Baker Heart and Diabetes Institute (E.J.H., S.R.-C., A.L.G., G.C.), Melbourne, Australia.
Cambridge Baker Systems Genomics Initiative (S.R.-C.), Melbourne, Australia.
Circulation. 2021 May 25;143(21):2061-2073. doi: 10.1161/CIRCULATIONAHA.120.052899. Epub 2021 Apr 15.
Exertional intolerance is a limiting and often crippling symptom in patients with chronic thromboembolic pulmonary hypertension (CTEPH). Traditionally the pathogenesis has been attributed to central factors, including ventilation/perfusion mismatch, increased pulmonary vascular resistance, and right heart dysfunction and uncoupling. Pulmonary endarterectomy and balloon pulmonary angioplasty provide substantial improvement of functional status and hemodynamics. However, despite normalization of pulmonary hemodynamics, exercise capacity often does not return to age-predicted levels. By systematically evaluating the oxygen pathway, we aimed to elucidate the causes of functional limitations in patients with CTEPH before and after pulmonary vascular intervention.
Using exercise cardiac magnetic resonance imaging with simultaneous invasive hemodynamic monitoring, we sought to quantify the steps of the O transport cascade from the mouth to the mitochondria in patients with CTEPH (n=20) as compared with healthy participants (n=10). Furthermore, we evaluated the effect of pulmonary vascular intervention (pulmonary endarterectomy or balloon angioplasty) on the individual components of the cascade (n=10).

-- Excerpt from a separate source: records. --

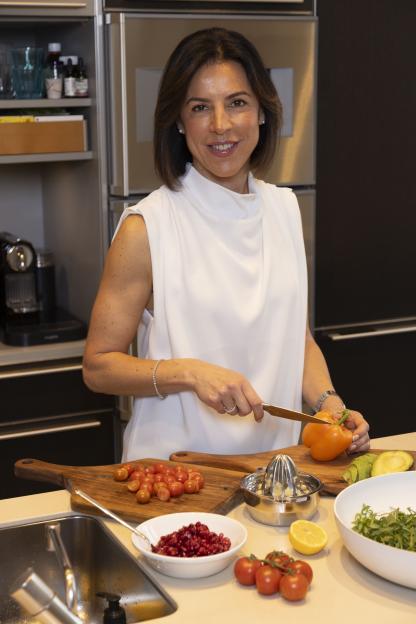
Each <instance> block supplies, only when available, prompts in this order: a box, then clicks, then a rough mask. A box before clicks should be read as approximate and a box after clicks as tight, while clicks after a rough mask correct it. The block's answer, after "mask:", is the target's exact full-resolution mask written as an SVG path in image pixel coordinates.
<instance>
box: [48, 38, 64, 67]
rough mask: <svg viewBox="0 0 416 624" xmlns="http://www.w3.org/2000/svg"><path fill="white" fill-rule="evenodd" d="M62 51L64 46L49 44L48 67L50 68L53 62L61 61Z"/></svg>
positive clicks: (57, 44)
mask: <svg viewBox="0 0 416 624" xmlns="http://www.w3.org/2000/svg"><path fill="white" fill-rule="evenodd" d="M61 50H62V46H61V44H60V43H56V42H55V43H48V54H47V57H46V63H45V65H46V67H49V65H51V64H52V62H53V61H59V57H60V55H61Z"/></svg>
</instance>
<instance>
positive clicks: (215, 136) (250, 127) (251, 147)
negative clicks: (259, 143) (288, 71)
mask: <svg viewBox="0 0 416 624" xmlns="http://www.w3.org/2000/svg"><path fill="white" fill-rule="evenodd" d="M261 117H262V113H261V111H260V107H259V103H258V101H257V98H256V96H255V95H254V93H253V91H252V89H251V87H250V84H249V82H248V79H247V76H246V73H245V71H244V69H243V67H242V66H241V65H240V64H239V63H236V62H234V61H225V62H221V63H212V64H209V65H204V66H203V67H201V68H200V69H199V70H198V71H197V72H196V74H195V75H194V77H193V79H192V80H191V82H190V84H189V88H188V92H187V94H186V97H185V103H184V105H183V106H182V109H181V114H180V119H179V121H178V128H180V129H181V130H183V131H184V133H185V139H186V143H187V145H188V149H189V151H190V152H191V154H192V156H193V165H194V167H195V169H197V171H199V173H201V174H202V175H203V176H205V177H206V178H208V179H210V180H212V181H214V182H217V183H218V184H221V185H222V186H225V187H226V188H229V189H231V190H233V191H236V192H238V193H246V192H247V191H248V187H247V174H248V171H249V159H250V156H251V154H252V152H253V150H254V149H255V147H256V145H257V142H258V140H259V123H260V121H261Z"/></svg>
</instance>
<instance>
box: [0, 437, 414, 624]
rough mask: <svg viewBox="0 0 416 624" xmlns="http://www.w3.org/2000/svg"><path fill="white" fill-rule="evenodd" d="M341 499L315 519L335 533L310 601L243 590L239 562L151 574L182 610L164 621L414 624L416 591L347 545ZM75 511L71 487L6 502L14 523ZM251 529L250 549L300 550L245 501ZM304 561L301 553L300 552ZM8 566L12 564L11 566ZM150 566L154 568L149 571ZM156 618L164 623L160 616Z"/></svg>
mask: <svg viewBox="0 0 416 624" xmlns="http://www.w3.org/2000/svg"><path fill="white" fill-rule="evenodd" d="M372 446H373V448H385V449H408V450H416V433H411V434H405V435H400V436H390V437H388V438H380V439H378V440H374V441H373V442H372ZM332 509H333V498H330V497H322V498H321V501H320V505H319V510H318V512H317V514H316V515H315V516H314V518H313V520H314V521H316V522H318V523H319V524H321V525H322V526H323V527H324V528H325V529H326V531H327V533H328V538H329V539H328V545H327V547H326V548H325V550H324V551H322V552H321V553H319V554H317V555H314V556H310V557H304V559H306V560H307V561H308V562H309V563H310V564H311V565H312V567H313V571H314V579H313V582H312V586H311V589H310V591H309V592H308V594H307V596H306V599H305V600H304V601H302V602H299V603H289V602H286V601H285V600H284V599H283V598H281V597H280V596H279V595H277V597H276V596H270V597H265V596H260V595H259V594H258V593H257V591H256V590H255V588H251V587H247V588H244V587H241V586H239V585H238V584H237V582H236V581H235V579H234V577H233V570H232V566H229V567H228V568H227V569H226V570H224V571H223V572H221V573H219V574H216V575H214V576H211V577H208V578H206V579H197V580H194V581H192V580H191V581H190V580H180V579H172V578H170V577H167V576H164V575H162V574H158V573H156V572H154V571H151V572H150V573H151V575H153V576H154V577H155V578H156V579H157V581H158V582H159V583H160V584H161V585H162V586H163V587H164V588H165V590H166V591H167V592H168V593H169V594H170V595H171V596H172V598H173V599H174V600H175V601H176V602H177V604H178V610H177V611H176V612H175V613H174V614H172V615H169V616H168V617H165V618H161V619H158V620H157V621H166V623H168V622H169V624H176V623H179V622H180V624H188V623H189V624H191V623H192V624H194V623H195V621H197V622H198V624H211V623H212V622H214V621H216V622H219V623H221V624H222V623H223V622H224V623H225V622H226V623H227V624H234V623H235V624H253V623H257V622H266V623H268V622H275V621H276V622H278V621H284V622H285V624H303V623H304V624H311V623H314V622H316V623H318V622H319V624H326V623H328V624H329V623H331V624H332V623H333V622H336V623H337V624H351V623H352V622H353V623H355V624H364V623H366V622H368V621H369V620H370V618H371V620H370V621H372V622H375V623H376V624H391V623H392V622H397V623H398V624H414V623H415V614H416V591H415V590H412V589H407V588H405V587H401V586H399V585H395V584H394V583H390V582H389V581H385V580H384V579H382V578H380V577H378V576H376V575H375V574H373V573H372V572H370V571H368V570H367V569H366V568H364V567H363V566H361V565H360V564H359V563H358V562H356V561H355V560H354V559H353V557H351V556H350V555H349V553H348V551H347V550H346V549H345V548H344V547H343V545H342V542H341V539H340V537H339V534H338V531H337V528H336V524H335V519H334V516H333V513H332ZM70 512H71V508H70V502H69V494H68V493H67V492H65V491H58V492H50V493H47V494H37V495H34V496H26V497H21V498H13V499H8V500H3V501H0V524H1V525H9V524H15V523H20V522H22V521H27V520H29V519H35V518H45V517H57V516H59V515H64V514H67V513H70ZM229 515H230V516H232V517H233V518H236V519H237V520H239V521H240V522H242V523H243V524H245V526H246V527H247V529H248V540H247V543H246V545H245V547H244V549H243V551H242V552H243V553H244V554H250V553H254V554H256V555H258V556H264V555H266V553H267V552H268V551H270V550H273V549H277V550H279V549H280V550H285V551H286V552H288V553H289V554H292V555H296V553H295V552H294V551H293V550H292V548H291V546H290V544H289V541H288V537H287V534H288V529H287V528H276V527H270V526H266V525H262V524H259V523H257V522H255V521H254V520H253V519H251V517H250V516H249V515H248V513H247V512H246V510H245V508H244V506H243V505H240V506H238V507H237V508H236V509H234V510H233V511H232V512H231V513H230V514H229ZM105 523H106V525H107V526H108V527H109V528H110V529H111V530H112V531H113V533H114V534H115V535H116V536H117V537H118V538H119V539H120V540H121V542H122V543H123V544H124V545H125V547H126V548H127V549H128V550H129V551H130V552H131V553H133V554H134V556H137V551H136V550H135V548H134V547H133V545H132V543H131V533H130V532H129V531H128V530H127V529H125V528H124V527H122V526H119V525H117V524H116V523H114V522H113V521H107V520H106V521H105ZM299 558H301V557H300V556H299ZM3 565H4V564H3ZM149 570H150V569H149ZM153 621H156V620H153Z"/></svg>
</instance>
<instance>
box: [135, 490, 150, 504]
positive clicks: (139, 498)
mask: <svg viewBox="0 0 416 624" xmlns="http://www.w3.org/2000/svg"><path fill="white" fill-rule="evenodd" d="M136 500H137V502H138V503H140V504H141V505H144V504H145V503H148V502H149V501H150V492H149V490H148V489H147V488H143V489H142V488H140V490H139V491H138V492H136Z"/></svg>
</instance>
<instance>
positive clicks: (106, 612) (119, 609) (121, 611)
mask: <svg viewBox="0 0 416 624" xmlns="http://www.w3.org/2000/svg"><path fill="white" fill-rule="evenodd" d="M97 596H99V597H100V598H104V599H105V600H107V602H108V606H107V607H106V608H105V609H104V616H103V624H126V622H127V620H126V612H125V610H124V609H123V607H122V606H120V599H121V597H120V596H118V595H117V594H110V593H109V592H98V593H97Z"/></svg>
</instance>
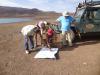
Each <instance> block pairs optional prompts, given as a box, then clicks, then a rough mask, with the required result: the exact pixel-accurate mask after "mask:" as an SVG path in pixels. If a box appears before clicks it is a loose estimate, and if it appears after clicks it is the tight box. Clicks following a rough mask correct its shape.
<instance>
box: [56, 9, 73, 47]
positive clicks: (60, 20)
mask: <svg viewBox="0 0 100 75" xmlns="http://www.w3.org/2000/svg"><path fill="white" fill-rule="evenodd" d="M56 21H58V22H60V24H61V32H62V33H61V35H62V45H63V46H66V45H67V40H68V45H69V46H72V45H73V44H72V39H71V37H72V36H71V28H70V27H71V23H72V22H73V21H74V19H73V18H72V17H71V16H70V15H69V13H68V12H67V11H64V12H63V13H62V16H60V17H59V18H58V19H57V20H56Z"/></svg>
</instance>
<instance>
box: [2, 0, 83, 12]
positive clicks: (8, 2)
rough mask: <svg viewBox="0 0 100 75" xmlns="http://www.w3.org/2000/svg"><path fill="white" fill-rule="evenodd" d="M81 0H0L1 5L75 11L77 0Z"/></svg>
mask: <svg viewBox="0 0 100 75" xmlns="http://www.w3.org/2000/svg"><path fill="white" fill-rule="evenodd" d="M82 1H83V0H23V1H22V2H21V1H19V0H0V5H1V6H12V7H23V8H38V9H41V10H44V11H57V12H62V11H64V10H69V11H75V9H76V8H75V7H76V6H77V4H78V2H82Z"/></svg>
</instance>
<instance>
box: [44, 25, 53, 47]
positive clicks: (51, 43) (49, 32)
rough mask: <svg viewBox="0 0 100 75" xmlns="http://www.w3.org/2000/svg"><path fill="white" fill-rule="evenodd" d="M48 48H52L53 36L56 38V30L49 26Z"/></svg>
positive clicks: (48, 32)
mask: <svg viewBox="0 0 100 75" xmlns="http://www.w3.org/2000/svg"><path fill="white" fill-rule="evenodd" d="M46 36H47V47H48V48H51V45H52V44H53V36H54V30H53V29H52V28H51V27H50V26H49V28H48V29H47V33H46Z"/></svg>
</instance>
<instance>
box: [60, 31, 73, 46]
mask: <svg viewBox="0 0 100 75" xmlns="http://www.w3.org/2000/svg"><path fill="white" fill-rule="evenodd" d="M61 35H62V44H63V45H67V41H68V45H69V46H72V45H73V44H72V40H73V37H74V33H73V32H72V31H71V30H70V31H62V34H61Z"/></svg>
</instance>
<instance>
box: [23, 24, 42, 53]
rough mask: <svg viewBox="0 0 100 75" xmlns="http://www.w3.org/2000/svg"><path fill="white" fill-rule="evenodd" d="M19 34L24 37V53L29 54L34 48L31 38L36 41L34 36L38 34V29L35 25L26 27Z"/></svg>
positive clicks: (37, 27) (36, 37) (38, 28)
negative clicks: (34, 37) (34, 38)
mask: <svg viewBox="0 0 100 75" xmlns="http://www.w3.org/2000/svg"><path fill="white" fill-rule="evenodd" d="M21 33H22V35H23V36H24V45H25V52H26V54H29V49H30V50H32V49H33V48H35V45H34V41H33V37H35V39H37V37H36V35H37V33H40V31H39V28H38V27H37V26H35V25H27V26H24V27H23V28H22V29H21ZM36 42H37V41H36ZM29 47H30V48H29Z"/></svg>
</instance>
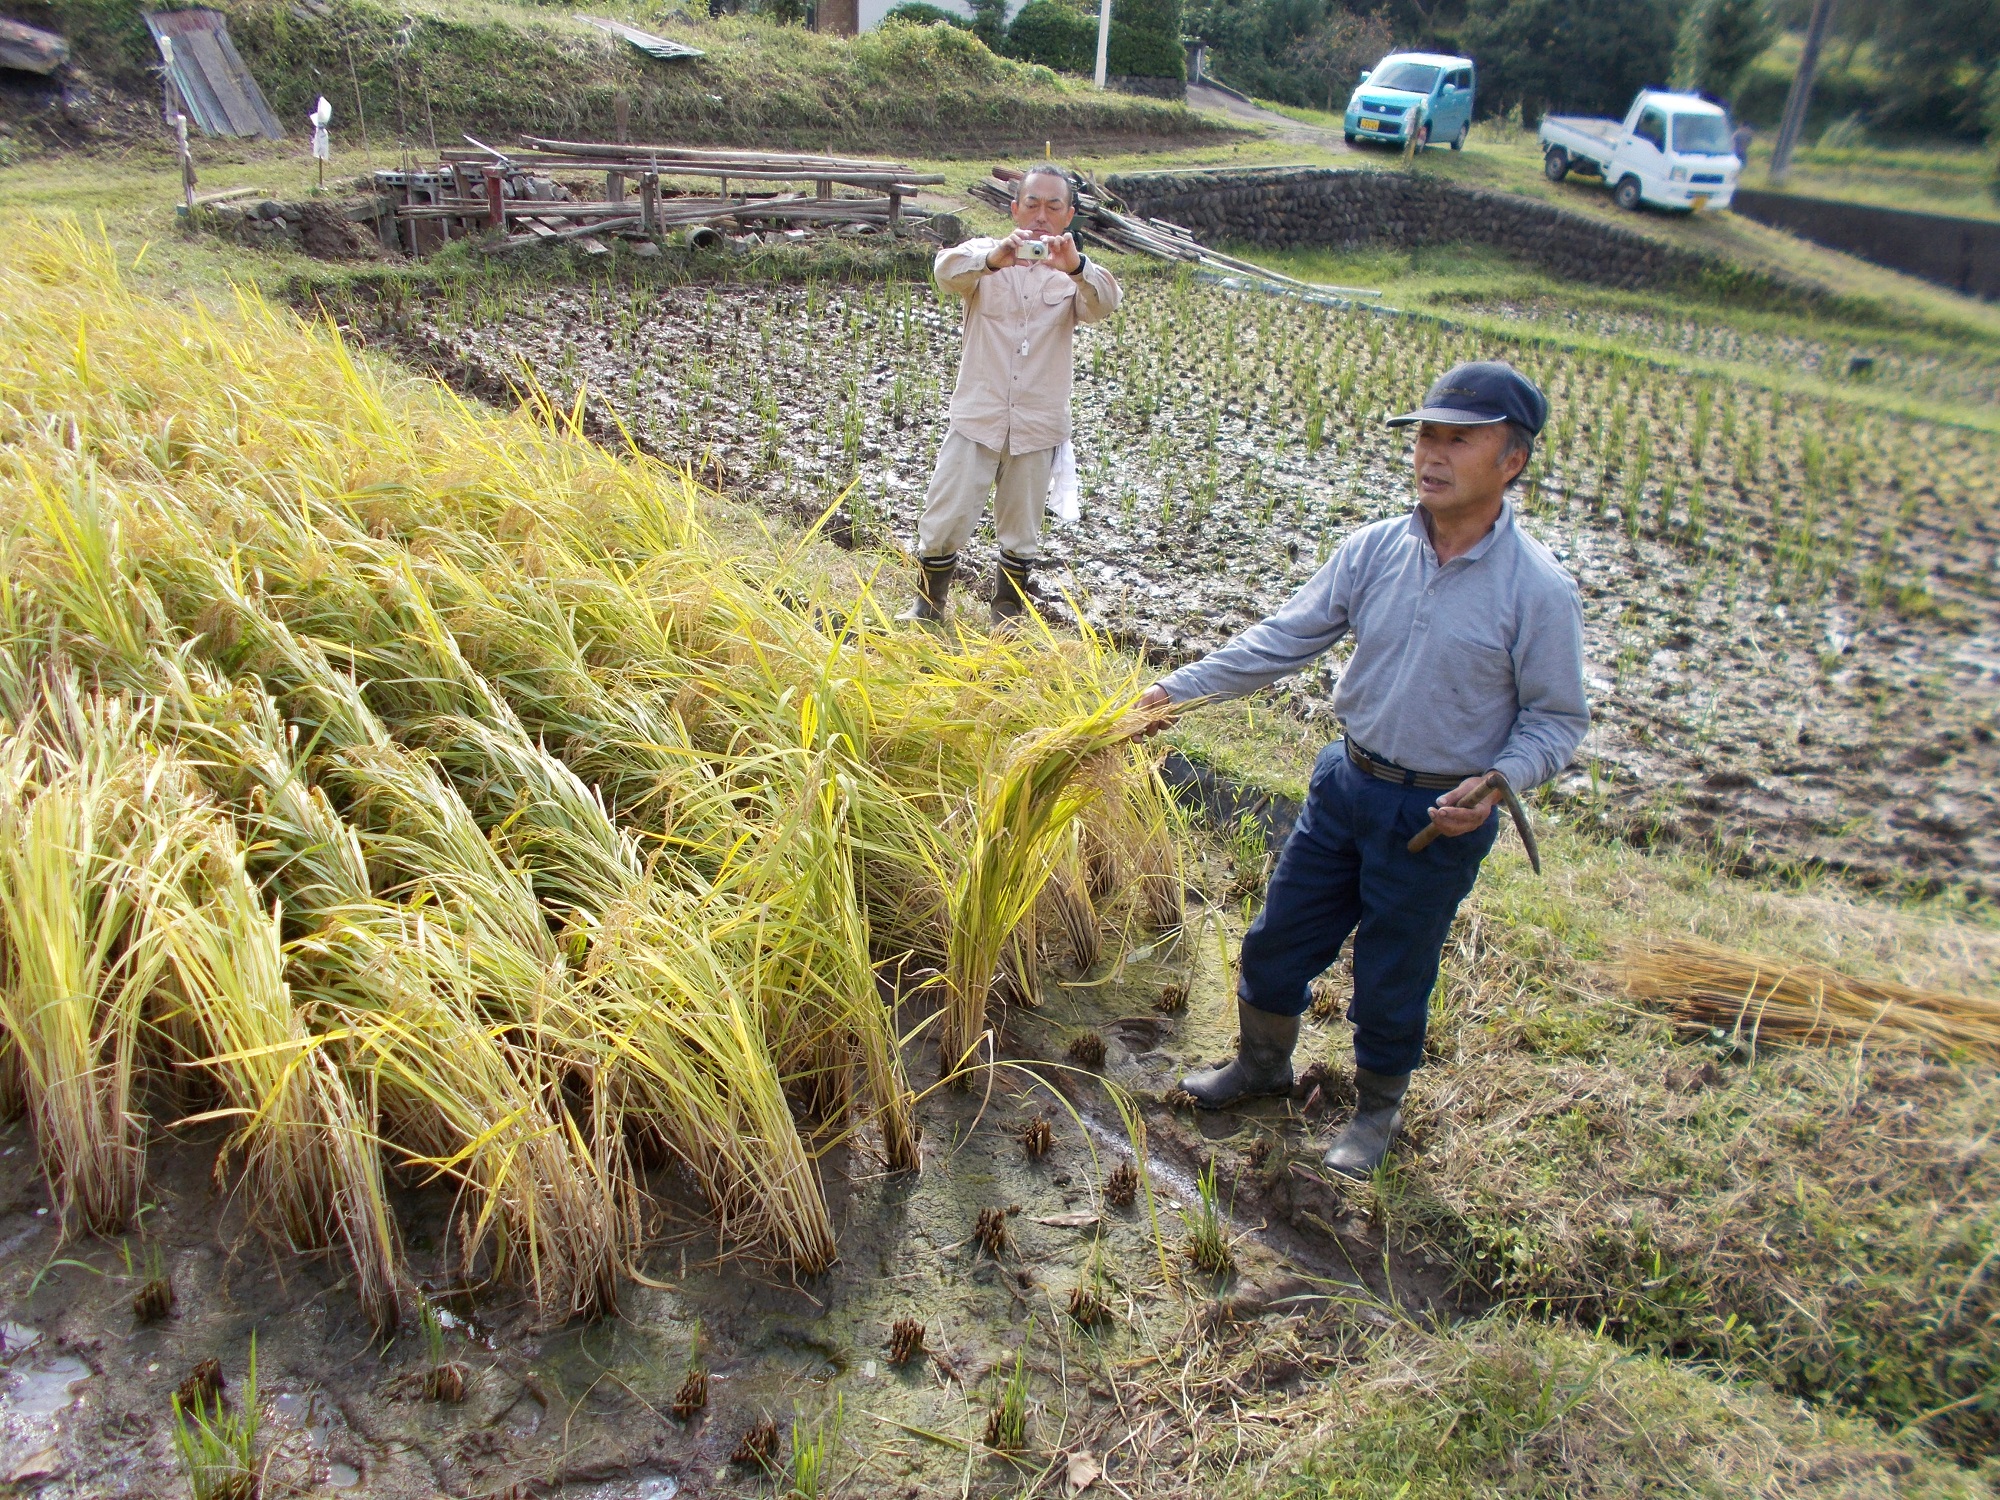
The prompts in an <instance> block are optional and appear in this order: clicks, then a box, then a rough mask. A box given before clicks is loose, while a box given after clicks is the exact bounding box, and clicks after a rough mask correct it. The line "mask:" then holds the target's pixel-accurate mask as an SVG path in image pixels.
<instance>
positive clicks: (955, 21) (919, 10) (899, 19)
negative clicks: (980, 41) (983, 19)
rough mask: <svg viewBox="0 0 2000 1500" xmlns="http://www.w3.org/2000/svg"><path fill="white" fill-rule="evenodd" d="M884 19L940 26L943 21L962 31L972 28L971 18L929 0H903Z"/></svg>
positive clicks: (910, 23)
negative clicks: (940, 24) (963, 15)
mask: <svg viewBox="0 0 2000 1500" xmlns="http://www.w3.org/2000/svg"><path fill="white" fill-rule="evenodd" d="M882 20H906V22H910V24H912V26H938V24H940V22H942V24H944V26H956V28H958V30H962V32H970V30H972V22H970V20H966V18H964V16H960V14H958V12H952V10H944V8H942V6H932V4H928V0H902V4H900V6H896V8H894V10H892V12H888V14H886V16H884V18H882Z"/></svg>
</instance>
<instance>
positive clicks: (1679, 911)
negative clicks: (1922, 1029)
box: [1376, 818, 2000, 1454]
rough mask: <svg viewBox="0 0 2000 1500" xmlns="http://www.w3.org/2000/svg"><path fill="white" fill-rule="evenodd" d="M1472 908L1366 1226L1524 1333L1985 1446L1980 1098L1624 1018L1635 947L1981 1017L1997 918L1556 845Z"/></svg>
mask: <svg viewBox="0 0 2000 1500" xmlns="http://www.w3.org/2000/svg"><path fill="white" fill-rule="evenodd" d="M1552 824H1554V820H1552V818H1544V856H1546V870H1548V874H1546V876H1542V878H1536V876H1532V874H1530V872H1528V868H1526V860H1524V858H1522V856H1520V854H1518V850H1514V848H1512V846H1510V844H1504V846H1502V850H1500V854H1498V858H1494V860H1490V862H1488V868H1486V872H1484V878H1482V882H1480V886H1478V890H1476V892H1474V896H1472V900H1470V902H1468V910H1466V918H1464V922H1462V928H1460V938H1458V940H1456V942H1454V944H1452V946H1450V948H1448V952H1446V976H1444V982H1442V992H1440V1002H1438V1006H1436V1012H1434V1018H1432V1034H1430V1044H1428V1052H1430V1058H1432V1066H1428V1068H1426V1070H1424V1072H1420V1074H1418V1086H1416V1090H1414V1094H1412V1102H1410V1106H1408V1130H1410V1132H1412V1136H1414V1140H1416V1142H1418V1144H1420V1152H1418V1154H1416V1156H1398V1158H1396V1164H1394V1170H1392V1172H1390V1180H1388V1186H1386V1188H1384V1194H1382V1196H1380V1198H1378V1200H1376V1212H1380V1214H1382V1216H1384V1218H1386V1220H1388V1224H1390V1226H1392V1228H1394V1230H1396V1232H1398V1234H1402V1236H1408V1238H1412V1240H1416V1242H1420V1244H1422V1242H1428V1244H1432V1246H1436V1248H1438V1250H1440V1252H1442V1254H1446V1256H1450V1258H1452V1262H1454V1264H1456V1266H1458V1268H1460V1274H1462V1276H1464V1278H1466V1280H1468V1282H1470V1284H1472V1286H1476V1288H1480V1290H1482V1292H1486V1294H1488V1296H1496V1298H1504V1300H1506V1302H1508V1304H1510V1306H1514V1308H1516V1310H1520V1312H1530V1314H1540V1316H1550V1318H1556V1320H1564V1322H1572V1324H1576V1326H1580V1328H1594V1330H1598V1332H1602V1334H1610V1336H1614V1338H1618V1340H1620V1342H1624V1344H1628V1346H1632V1348H1642V1350H1650V1352H1656V1354H1668V1356H1676V1358H1696V1360H1702V1362H1710V1364H1714V1366H1718V1368H1726V1370H1732V1372H1736V1374H1740V1376H1754V1378H1760V1380H1766V1382H1770V1384H1772V1386H1776V1388H1780V1390H1786V1392H1790V1394H1796V1396H1800V1398H1806V1400H1812V1402H1820V1404H1836V1406H1844V1408H1850V1410H1856V1412H1862V1414H1866V1416H1870V1418H1874V1420H1878V1422H1884V1424H1886V1426H1888V1428H1892V1430H1902V1428H1908V1430H1914V1432H1920V1434H1922V1436H1924V1438H1928V1440H1932V1442H1938V1444H1942V1446H1946V1448H1950V1450H1954V1452H1960V1454H1978V1452H1990V1450H1992V1444H1994V1440H1996V1438H2000V1342H1996V1338H1994V1332H1992V1326H1994V1322H1992V1320H1994V1316H1996V1312H2000V1294H1996V1288H1994V1284H1992V1280H1990V1276H1988V1274H1986V1272H1988V1264H1990V1250H1992V1244H1994V1240H1996V1234H2000V1210H1996V1206H1994V1204H1996V1202H2000V1168H1996V1162H1994V1158H1992V1154H1990V1152H1988V1150H1984V1146H1982V1142H1984V1140H1988V1138H1990V1136H1992V1132H1994V1130H2000V1076H1996V1072H1994V1068H1992V1066H1990V1064H1984V1062H1978V1060H1970V1058H1962V1060H1948V1058H1932V1060H1924V1058H1916V1056H1908V1054H1896V1052H1888V1050H1878V1052H1868V1054H1860V1052H1856V1050H1848V1048H1840V1050H1816V1048H1788V1046H1778V1044H1768V1046H1750V1044H1746V1042H1744V1040H1740V1038H1728V1036H1720V1038H1718V1036H1696V1038H1692V1040H1690V1038H1686V1036H1682V1034H1676V1030H1674V1028H1672V1026H1670V1024H1668V1022H1666V1020H1664V1018H1660V1016H1656V1014H1650V1012H1642V1010H1638V1008H1634V1006H1630V1004H1626V1002H1624V1000H1622V998H1620V986H1618V980H1616V954H1618V952H1620V948H1622V946H1624V944H1632V942H1644V940H1646V938H1648V936H1652V934H1686V932H1692V934H1698V936H1704V938H1710V940H1714V942H1722V944H1726V946H1732V948H1744V950H1750V952H1770V954H1780V956H1796V958H1802V960H1820V962H1830V964H1834V966H1838V968H1842V970H1846V972H1856V974H1864V976H1890V974H1894V976H1902V978H1910V980H1916V982H1922V984H1938V986H1944V988H1962V990H1974V992H1990V990H1992V988H1994V984H1996V980H2000V926H1996V922H1994V918H1992V914H1990V912H1984V910H1974V912H1970V914H1968V912H1966V910H1962V908H1958V910H1954V908H1950V906H1896V904H1892V902H1876V900H1860V898H1854V896H1850V894H1848V892H1846V890H1842V886H1838V884H1836V882H1832V880H1818V882H1802V884H1778V882H1748V880H1740V878H1730V876H1726V874H1720V872H1718V870H1714V868H1706V866H1704V864H1702V862H1700V860H1694V858H1686V856H1682V858H1656V856H1644V854H1638V852H1632V850H1622V848H1616V846H1608V844H1602V842H1598V840H1596V838H1594V836H1590V834H1580V832H1570V830H1568V828H1564V826H1552Z"/></svg>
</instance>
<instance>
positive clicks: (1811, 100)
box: [1770, 0, 1834, 188]
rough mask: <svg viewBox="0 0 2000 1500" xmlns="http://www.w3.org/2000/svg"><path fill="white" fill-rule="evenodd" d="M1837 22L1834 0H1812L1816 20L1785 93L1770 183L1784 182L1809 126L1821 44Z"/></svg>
mask: <svg viewBox="0 0 2000 1500" xmlns="http://www.w3.org/2000/svg"><path fill="white" fill-rule="evenodd" d="M1832 24H1834V0H1812V20H1810V22H1808V24H1806V46H1804V48H1802V50H1800V54H1798V72H1796V74H1792V92H1790V94H1786V96H1784V120H1782V122H1780V124H1778V140H1774V142H1772V146H1770V186H1774V188H1780V186H1784V178H1786V174H1790V170H1792V150H1794V148H1796V146H1798V136H1800V134H1802V132H1804V128H1806V106H1810V104H1812V80H1814V74H1816V72H1818V70H1820V48H1822V46H1826V32H1828V30H1830V28H1832Z"/></svg>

Peak Vo (oxygen uptake) was significantly reduced in patients with CTEPH relative to controls (56±17 versus 112±20% of predicted; <0.0001). The difference was attributable to impairments in multiple steps of the O cascade, including O delivery (product of cardiac output and arterial O content), skeletal muscle diffusion capacity, and pulmonary diffusion. The total O extracted in the periphery (ie, ΔAVo [arteriovenous O content difference]) was not different. After pulmonary vascular intervention, peak Vo increased significantly (from 12.5±4.0 to 17.8±7.5 mL/[kg·min]; =0.036) but remained below age-predicted levels (70±11%). The O delivery was improved owing to an increase in peak cardiac output and lung diffusion capacity. However, peak exercise ΔAVo was unchanged, as was skeletal muscle diffusion capacity.
We demonstrated that patients with CTEPH have significant impairment of all steps in the O use cascade, resulting in markedly impaired exercise capacity. Pulmonary vascular intervention increased peak Vo by partly correcting O delivery but had no effect on abnormalities in peripheral O extraction. This suggests that current interventions only partially address patients' limitations and that additional therapies may improve functional capacity.
运动不耐受是慢性血栓栓塞性肺动脉高压(CTEPH)患者的一种限制,且常导致残疾的症状。传统上,其发病机制归因于中央因素,包括通气/灌注不匹配、肺动脉阻力增加以及右心功能障碍和去耦。肺动脉内膜切除术和球囊肺动脉成形术可显著改善功能状态和血流动力学。然而,尽管肺血流动力学正常化,运动能力通常仍无法恢复到年龄预测的水平。通过系统评估氧途径,我们旨在阐明 CTEPH 患者在肺血管干预前后功能受限的原因。
我们使用运动心脏磁共振成像和同时进行的有创血流动力学监测,来比较 CTEPH 患者(n=20)与健康参与者(n=10)从口到线粒体的 O 转运级联的各个步骤。此外,我们评估了肺血管干预(肺动脉内膜切除术或球囊血管成形术)对级联中各个组成部分的影响(n=10)。
与对照组相比,CTEPH 患者的峰值 Vo(摄氧量)明显降低(56±17 对 112±20%的预测值;<0.0001)。差异归因于 O 级联的多个步骤受损,包括 O 输送(心输出量和动脉 O 含量的乘积)、骨骼肌扩散能力和肺扩散。外周提取的总 O(即 ΔAVo [动静脉 O 含量差])没有差异。肺血管干预后,峰值 Vo 显著增加(从 12.5±4.0 增加到 17.8±7.5 mL/[kg·min];=0.036),但仍低于年龄预测值(70±11%)。由于峰值心输出量和肺扩散能力的增加,O 输送得到改善。然而,峰值运动 ΔAVo 保持不变,骨骼肌扩散能力也是如此。
我们证明 CTEPH 患者的 O 使用级联中的所有步骤均有明显受损,导致运动能力明显受损。肺血管干预通过部分纠正 O 输送增加了峰值 Vo,但对周围 O 提取异常没有影响。这表明目前的干预措施仅部分解决了患者的局限性,并且可能需要额外的治疗方法来改善功能能力。